Many students find studying abroad brings cultural awareness and helps their language skills. Edward Garcia, a College of Liberal Arts and Sciences Dean’s Medal recipient at Arizona State University, used his language skills abroad to help others.
Garcia went to Lyon, France during summer 2016. There he took classes in French theater and cinema in addition to his language courses. The classrooms brought students together from all different backgrounds, the one common denominator being their French studies.
“We hardly ever spoke in any other language and hardly ever stayed home,” Garcia said. “We spent almost every night together exploring the city.”
At the university, Garcia noticed the prominent Syrian population, validating a French expression, “Blanc, Black et Beur.” It translate to, “White, Black and Arab,” and comments on France’s diversity. Garcia wanted to understand that diversity on a deeper level and decided to interview refugees and immigrants around Lyon.
At ASU School of International Letters and Cultures, Garcia had experience with professors allowing him to complete creative projects and pursue specific interests. The liberty of his studies combined with sophisticated upper-level courses prepared him to interview sources with confidence.
“I began to explore some of more eclectic neighborhoods in Lyon where I found immigrants and refugees from several different countries. Each one of them had a fascinating story about their journey to France and the struggles they faced adapting to French language and culture,” Garcia said. “In the end I was able to find people from all walks of life, from business owners to beggars.”
One of the business owners he interviewed was a local restaurant owner, Burhan, who came to France after fleeing the Iraqi-Kurdish civil war.

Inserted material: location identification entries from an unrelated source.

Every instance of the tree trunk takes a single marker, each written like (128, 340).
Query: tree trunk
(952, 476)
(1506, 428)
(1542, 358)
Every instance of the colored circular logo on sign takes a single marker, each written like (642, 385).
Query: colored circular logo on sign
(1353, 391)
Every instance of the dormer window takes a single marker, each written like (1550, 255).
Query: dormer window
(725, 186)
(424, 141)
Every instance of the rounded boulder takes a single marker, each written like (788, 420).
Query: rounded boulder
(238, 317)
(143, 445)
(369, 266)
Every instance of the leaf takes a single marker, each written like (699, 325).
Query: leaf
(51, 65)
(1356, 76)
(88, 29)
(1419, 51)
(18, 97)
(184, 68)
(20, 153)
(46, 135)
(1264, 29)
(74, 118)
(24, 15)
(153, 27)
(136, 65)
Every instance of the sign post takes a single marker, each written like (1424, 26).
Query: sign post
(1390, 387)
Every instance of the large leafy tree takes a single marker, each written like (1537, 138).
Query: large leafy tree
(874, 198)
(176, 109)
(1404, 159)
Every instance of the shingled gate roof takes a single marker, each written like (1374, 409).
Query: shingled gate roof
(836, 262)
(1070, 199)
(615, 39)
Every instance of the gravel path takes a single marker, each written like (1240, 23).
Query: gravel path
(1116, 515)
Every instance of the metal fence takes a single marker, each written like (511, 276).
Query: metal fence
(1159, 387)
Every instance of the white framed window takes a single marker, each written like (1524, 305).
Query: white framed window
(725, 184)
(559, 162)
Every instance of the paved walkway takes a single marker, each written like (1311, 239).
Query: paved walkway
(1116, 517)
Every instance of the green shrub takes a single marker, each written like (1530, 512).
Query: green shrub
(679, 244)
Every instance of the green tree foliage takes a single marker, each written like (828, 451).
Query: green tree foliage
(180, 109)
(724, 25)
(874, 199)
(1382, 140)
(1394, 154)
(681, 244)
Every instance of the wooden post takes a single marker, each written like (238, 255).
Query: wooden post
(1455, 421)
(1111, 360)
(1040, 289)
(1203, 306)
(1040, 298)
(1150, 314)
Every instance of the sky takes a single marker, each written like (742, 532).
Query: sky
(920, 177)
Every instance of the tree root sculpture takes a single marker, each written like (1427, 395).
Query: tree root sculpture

The man was restricted in Iraq from speaking his native language and found his culture prohibited . Once he made it to France, he joined a traveling comedy troupe, eventually settling in Lyon.
One of Garcia’s most memorable interviews ended up being his classmate, a Syrian man who had escaped the civil war.
“As a university student in Syria he witnessed the violence which followed the revolts,” Garcia explained. “[He] was eventually imprisoned until finally escaping through Lebanon where he received a scholarship to study in France.”
Garcia interviewed around a dozen refugees, presenting on three of their stories to accommodate privacy requests.
After going abroad and delving deep into the French language, Garcia hopes to join the Teaching Assistant Program in France, and one day continue on as a professor of literature.
For Garcia, learning a foreign language, “breaks down the artificial barriers which separate us. Though we are ostensibly different, from different tongues and various regions, interiorly we are the same with similar wishes and worries.”